Doctors can prescribe mucus-thinning drugs but have no good way to monitor how the drugs affect the thickness of the mucus in various places inside the body. This is where Oldenburg and her colleagues’ work may help.
This image, captured by the UNC team, shows gold nanorods diffusing into a layer of mucus. The speckles in the top part of the image are due to rapid light intensity fluctuations caused by the gold nanorods as they move through the mucus. The black layer underneath is human lung cells and the lack of green speckle shows that the nanorods have not penetrated the cells. The lines of solid color are the membrane. Credit: Amy Oldenburg, et al/UNC
The researchers placed coated gold nanorods on the surface of mucus samples and then tracked the rods’ diffusion into the mucus by illuminating the samples with laser light and analysing the way the light bounced off the nanoparticles. The slower the nanorods diffused, the thicker the mucus was. The team found this imaging method worked even when the mucus was sliding over a layer of cells, an important finding since mucus inside the human body is usually in motion.
According to Oldenburg, monitoring how well mucus-thinning treatments are working in real-time may enable us to choose better treatments and tailor them to the individual.
It will likely take five to 10 more years before the team’s mucus-measuring method is tested on human patients, Oldenburg said. Gold is non-toxic but for safety reasons the researchers would want to ensure that the gold nanorods would eventually be cleared from a patient’s system.
According to Nozomi Nishimura, of Cornell University and one of the FiO subcommittee chairs, this is an example of interdisciplinary work in which optical scientists can meet a specific need in the clinic. As these types of optical technologies continue to make their way into medical practice, both patient care and the market for the technology will improve.

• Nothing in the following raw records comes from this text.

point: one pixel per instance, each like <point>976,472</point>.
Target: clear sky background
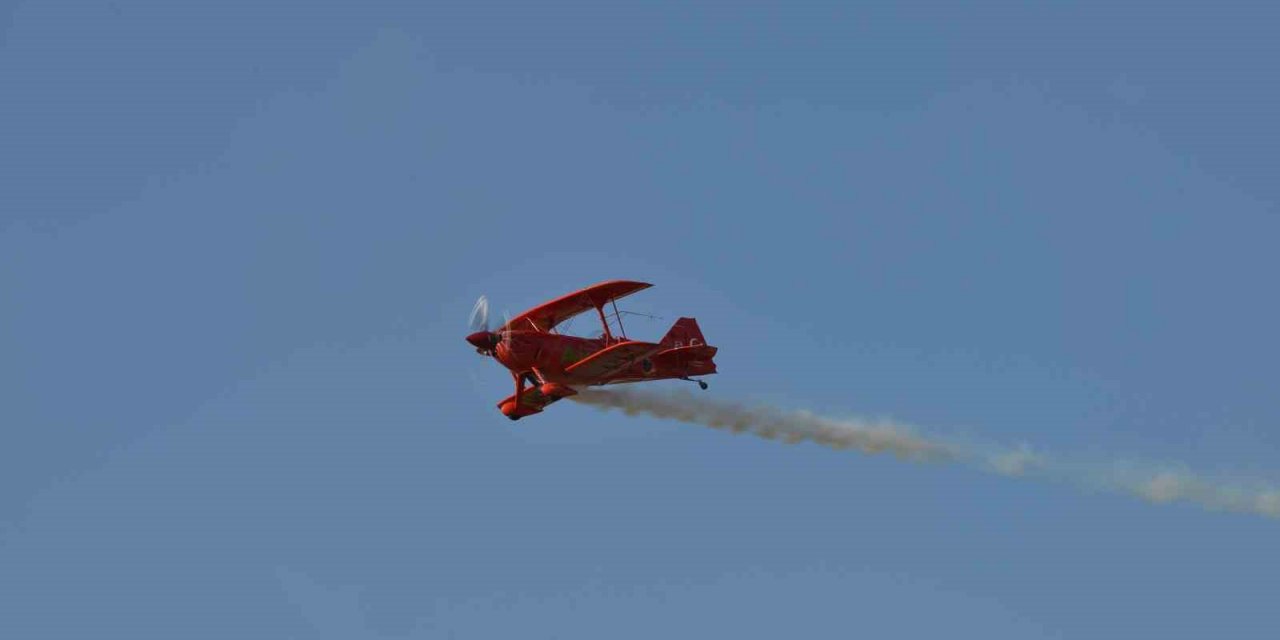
<point>240,242</point>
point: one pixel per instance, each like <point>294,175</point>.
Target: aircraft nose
<point>481,339</point>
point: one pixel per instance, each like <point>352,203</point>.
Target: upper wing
<point>611,360</point>
<point>545,316</point>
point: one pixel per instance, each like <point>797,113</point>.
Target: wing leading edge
<point>548,315</point>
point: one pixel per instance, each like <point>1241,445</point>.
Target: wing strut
<point>621,329</point>
<point>608,337</point>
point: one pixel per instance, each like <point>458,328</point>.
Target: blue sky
<point>240,242</point>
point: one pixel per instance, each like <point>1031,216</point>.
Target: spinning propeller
<point>483,338</point>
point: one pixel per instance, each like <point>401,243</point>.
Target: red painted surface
<point>557,364</point>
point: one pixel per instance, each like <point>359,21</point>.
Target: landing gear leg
<point>700,384</point>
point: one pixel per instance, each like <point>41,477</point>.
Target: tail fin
<point>684,333</point>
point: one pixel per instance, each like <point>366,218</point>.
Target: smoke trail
<point>1156,485</point>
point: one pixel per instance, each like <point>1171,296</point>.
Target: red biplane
<point>547,365</point>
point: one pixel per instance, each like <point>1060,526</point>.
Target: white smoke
<point>1152,484</point>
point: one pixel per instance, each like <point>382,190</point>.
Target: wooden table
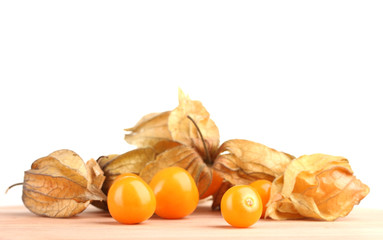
<point>19,223</point>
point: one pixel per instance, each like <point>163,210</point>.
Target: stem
<point>203,140</point>
<point>13,185</point>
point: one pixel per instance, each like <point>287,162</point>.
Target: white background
<point>299,76</point>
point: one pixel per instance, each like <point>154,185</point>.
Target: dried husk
<point>184,131</point>
<point>61,185</point>
<point>316,186</point>
<point>148,131</point>
<point>243,161</point>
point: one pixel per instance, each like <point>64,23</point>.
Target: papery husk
<point>149,130</point>
<point>243,161</point>
<point>61,185</point>
<point>316,186</point>
<point>183,130</point>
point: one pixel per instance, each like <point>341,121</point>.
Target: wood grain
<point>19,223</point>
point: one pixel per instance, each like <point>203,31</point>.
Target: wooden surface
<point>19,223</point>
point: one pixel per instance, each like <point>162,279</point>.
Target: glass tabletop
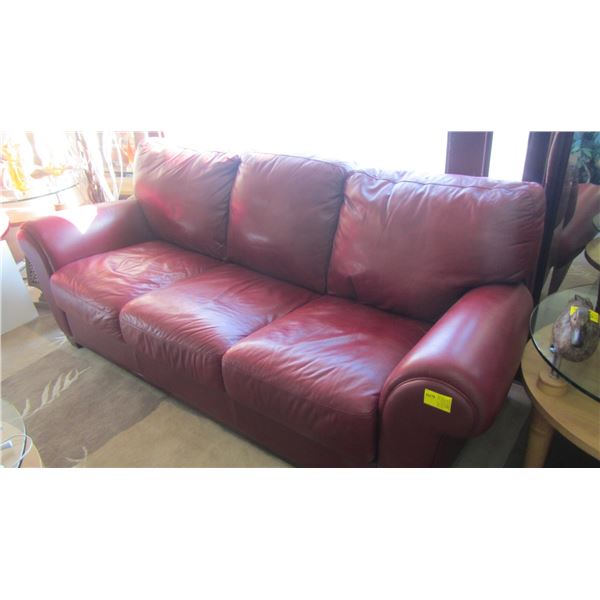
<point>41,187</point>
<point>584,375</point>
<point>12,427</point>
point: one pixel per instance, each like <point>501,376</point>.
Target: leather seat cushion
<point>189,326</point>
<point>97,287</point>
<point>320,369</point>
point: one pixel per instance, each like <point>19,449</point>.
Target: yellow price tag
<point>438,401</point>
<point>592,313</point>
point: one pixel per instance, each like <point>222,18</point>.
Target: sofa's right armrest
<point>51,242</point>
<point>69,235</point>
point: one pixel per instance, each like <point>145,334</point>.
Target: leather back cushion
<point>185,195</point>
<point>415,245</point>
<point>284,211</point>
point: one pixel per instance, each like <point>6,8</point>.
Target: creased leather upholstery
<point>185,194</point>
<point>415,245</point>
<point>471,354</point>
<point>97,287</point>
<point>284,212</point>
<point>352,292</point>
<point>69,235</point>
<point>320,369</point>
<point>189,326</point>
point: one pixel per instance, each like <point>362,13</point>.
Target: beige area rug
<point>81,410</point>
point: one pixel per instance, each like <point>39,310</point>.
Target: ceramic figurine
<point>575,335</point>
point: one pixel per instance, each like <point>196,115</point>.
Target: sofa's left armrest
<point>51,242</point>
<point>470,355</point>
<point>72,234</point>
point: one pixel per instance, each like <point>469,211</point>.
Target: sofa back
<point>414,245</point>
<point>185,195</point>
<point>408,244</point>
<point>283,215</point>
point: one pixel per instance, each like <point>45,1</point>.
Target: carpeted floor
<point>81,410</point>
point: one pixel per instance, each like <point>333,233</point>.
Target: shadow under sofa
<point>337,317</point>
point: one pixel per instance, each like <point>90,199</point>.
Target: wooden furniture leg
<point>540,436</point>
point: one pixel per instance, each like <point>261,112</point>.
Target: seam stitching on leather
<point>235,365</point>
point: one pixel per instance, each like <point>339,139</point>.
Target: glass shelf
<point>585,375</point>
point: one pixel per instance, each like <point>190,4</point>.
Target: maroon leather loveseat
<point>337,317</point>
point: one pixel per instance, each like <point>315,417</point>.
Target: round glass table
<point>585,375</point>
<point>13,436</point>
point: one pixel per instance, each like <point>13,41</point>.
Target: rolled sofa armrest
<point>51,242</point>
<point>452,384</point>
<point>72,234</point>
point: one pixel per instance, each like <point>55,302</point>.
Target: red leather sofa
<point>326,313</point>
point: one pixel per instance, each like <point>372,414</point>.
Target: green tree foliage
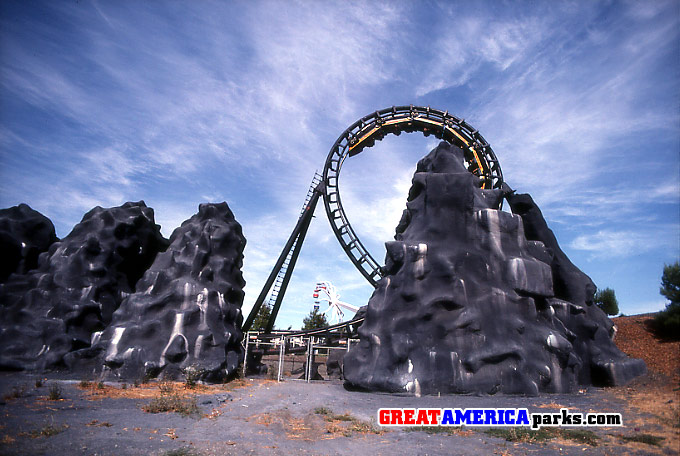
<point>314,320</point>
<point>606,300</point>
<point>670,282</point>
<point>667,322</point>
<point>262,318</point>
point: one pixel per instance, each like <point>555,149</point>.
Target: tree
<point>667,322</point>
<point>606,300</point>
<point>314,320</point>
<point>262,318</point>
<point>670,282</point>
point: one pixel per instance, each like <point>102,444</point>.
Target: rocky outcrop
<point>80,282</point>
<point>185,316</point>
<point>469,304</point>
<point>24,235</point>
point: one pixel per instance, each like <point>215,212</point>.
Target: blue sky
<point>179,103</point>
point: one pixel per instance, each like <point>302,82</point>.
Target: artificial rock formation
<point>79,283</point>
<point>24,235</point>
<point>469,305</point>
<point>186,313</point>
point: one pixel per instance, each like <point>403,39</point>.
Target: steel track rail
<point>480,160</point>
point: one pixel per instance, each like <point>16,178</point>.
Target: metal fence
<point>290,356</point>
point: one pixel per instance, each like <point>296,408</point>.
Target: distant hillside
<point>635,338</point>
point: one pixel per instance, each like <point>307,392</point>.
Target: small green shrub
<point>54,393</point>
<point>170,401</point>
<point>192,374</point>
<point>17,392</point>
<point>323,411</point>
<point>48,431</point>
<point>525,435</point>
<point>644,438</point>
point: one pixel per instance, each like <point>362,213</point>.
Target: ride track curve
<point>480,160</point>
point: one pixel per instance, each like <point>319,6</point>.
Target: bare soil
<point>261,416</point>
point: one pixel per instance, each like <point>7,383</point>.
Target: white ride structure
<point>326,292</point>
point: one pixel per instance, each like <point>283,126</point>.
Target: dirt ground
<point>51,416</point>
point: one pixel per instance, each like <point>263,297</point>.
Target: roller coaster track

The team is also working on several lines of ongoing study that will someday help to bring their monitoring device to the clinic. They are developing delivery methods for the gold nanorods, studying how their imaging system might be adapted to enter a patient’s airways and further investigating how mucus flow properties differ throughout the body.
Presentation FTu5F.2, “Imaging Gold Nanorod Diffusion in Mucus Using Polarization Sensitive OCT,” takes place Tuesday, 21 October at 4:15 p.m. Mountain Standard Time (MST) in the Tucson Ballroom, Salon A at the JW Marriott Tucson Starr Pass Resort.